Seasonal variations of the Antarctic coastal ocean in the vicinity of Lützow‐Holm Bay

During the period of 1990–1992, year-round oceanographic observations were conducted in the vicinity of Lutzow-Holm Bay, East Antarctica. It was found that the thickness of the Winter Water (WW) layer, characterized by a cold fresh oxygen-rich water, exhibits its maximum in the austral fall (typically 500 m) and its minimum in the austral summer (typically 350–400 m). The associated density variation of the water column explains only about one third of the seasonal variations in sea level at the coast, which suggests a large seasonal variation in barotropic coastal flow. Prominent freshening occurs in the WW layer during fall. This appears to be caused by the accumulation of WW, whose upper portion is freshened in the preceding summer. These seasonal variations appear to occur every year. We propose that the seasonal variation in the WW layer is mainly caused by the seasonal variation in the wind over the coastal ocean. In fall the prevailing easterly wind intensifies, which increases the Ekman convergence of WW in the coastal ocean, while in summer the opposite occurs.

Observations of a street of cyclonic eddies in the Indian Ocean sector of the Antarctic Divergence

Hydrographic and drifting buoy data from Japanese cruises show that the Antarctic Divergence in the Indian Ocean sector is composed of a street of cyclonic eddies. These eddies measure about 500 km in the zonal direction and 200 km in the meridional. Part of the eastward flowing Antarctic Circumpolar Current (ACC) meanders southward in the regions between the eddies. In the eddy regions, warm, saline Circumpolar Deep Water is upwelled into the shallow layers, while cold, dense coastal water advects into the deep layers; the advection occurs along the isobaths of ridges which extend north from the coast. The combination of the advection with the upwelling produces a water column denser than the surrounding water and leads to the formation and maintenance of the cyclonic eddies. Presence of the northward extending ridges approximately governs the location of eddy formation. The eddy formation recurs year after year, although eddy locations can vary somewhat. A polynya was observed to persistently occur and corresponded with one of the eddies in location, size, and form. The oceanographic observations also suggest that the primary meridional exchanges of heat and salt in the Antarctic are caused through the eddies and ACC meanders within the Antarctic Divergence.

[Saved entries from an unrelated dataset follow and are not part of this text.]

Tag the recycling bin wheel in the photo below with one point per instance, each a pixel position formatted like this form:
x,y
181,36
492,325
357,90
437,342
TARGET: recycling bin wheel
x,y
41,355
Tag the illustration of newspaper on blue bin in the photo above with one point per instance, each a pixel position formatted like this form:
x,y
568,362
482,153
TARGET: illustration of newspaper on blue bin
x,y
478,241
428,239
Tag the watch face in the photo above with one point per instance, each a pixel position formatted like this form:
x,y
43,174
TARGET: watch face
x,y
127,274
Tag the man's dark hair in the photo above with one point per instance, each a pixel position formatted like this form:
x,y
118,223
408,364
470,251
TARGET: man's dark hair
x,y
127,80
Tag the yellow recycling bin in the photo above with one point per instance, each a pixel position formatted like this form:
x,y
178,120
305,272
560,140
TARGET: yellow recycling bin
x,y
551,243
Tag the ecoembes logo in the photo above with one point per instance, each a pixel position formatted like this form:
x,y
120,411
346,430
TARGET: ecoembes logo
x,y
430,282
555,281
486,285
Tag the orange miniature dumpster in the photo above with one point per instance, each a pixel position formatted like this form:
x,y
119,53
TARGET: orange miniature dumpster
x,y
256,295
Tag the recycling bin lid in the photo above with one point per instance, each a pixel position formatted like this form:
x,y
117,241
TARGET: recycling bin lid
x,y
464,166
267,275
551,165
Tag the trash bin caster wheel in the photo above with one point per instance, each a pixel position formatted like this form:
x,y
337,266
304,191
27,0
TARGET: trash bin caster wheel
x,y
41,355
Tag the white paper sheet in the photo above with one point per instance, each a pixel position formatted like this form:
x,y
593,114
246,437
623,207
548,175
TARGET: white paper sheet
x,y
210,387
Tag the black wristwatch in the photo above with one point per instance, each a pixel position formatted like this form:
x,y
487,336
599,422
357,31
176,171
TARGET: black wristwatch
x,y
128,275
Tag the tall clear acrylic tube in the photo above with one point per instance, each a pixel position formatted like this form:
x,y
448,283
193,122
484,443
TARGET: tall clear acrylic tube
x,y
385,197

Relationship between ice decay and solar heating through open water in the Antarctic sea ice zone

We demonstrate the importance of heat entering the open water area from the atmosphere on sea ice decay in the Antarctic Ocean. The heat budget analyses, both from the European Centre for Medium-Range Weather Forecasts and the in situ data, show that the net heat input at the water surface reaches 100-150 W m -2 in the active ice melting season due to large solar heating, while that at the ice surface is nearly zero because of the difference in surface albedo. Thus heat input to the ice-upper ocean system can be approximated as the product of the net heat at the water surface and the fraction of open water. Climatology data show that the total heat input to the upper ocean in the active melting season is comparable to the total latent heat required for sea ice melting in the whole Antarctic sea ice zone. The temporal variation of the heat input to the upper ocean corresponds well to the melting rate of sea ice, which is calculated from the Special Sensor Microwave Imager (SSM/I) data, in large ice extent sectors where the effect of advection is relatively small. These results suggest that melting of sea ice in the Antarctic Ocean is mostly accomplished by the heat input to the upper ocean through the open water area. On seasonal timescales the amount of heat supplied to the upper ocean is determined by the seasonal cycle of net heat input at the water surface, whereas the variability on shorter timescales and interannual differences are determined by the variation of the open water fraction.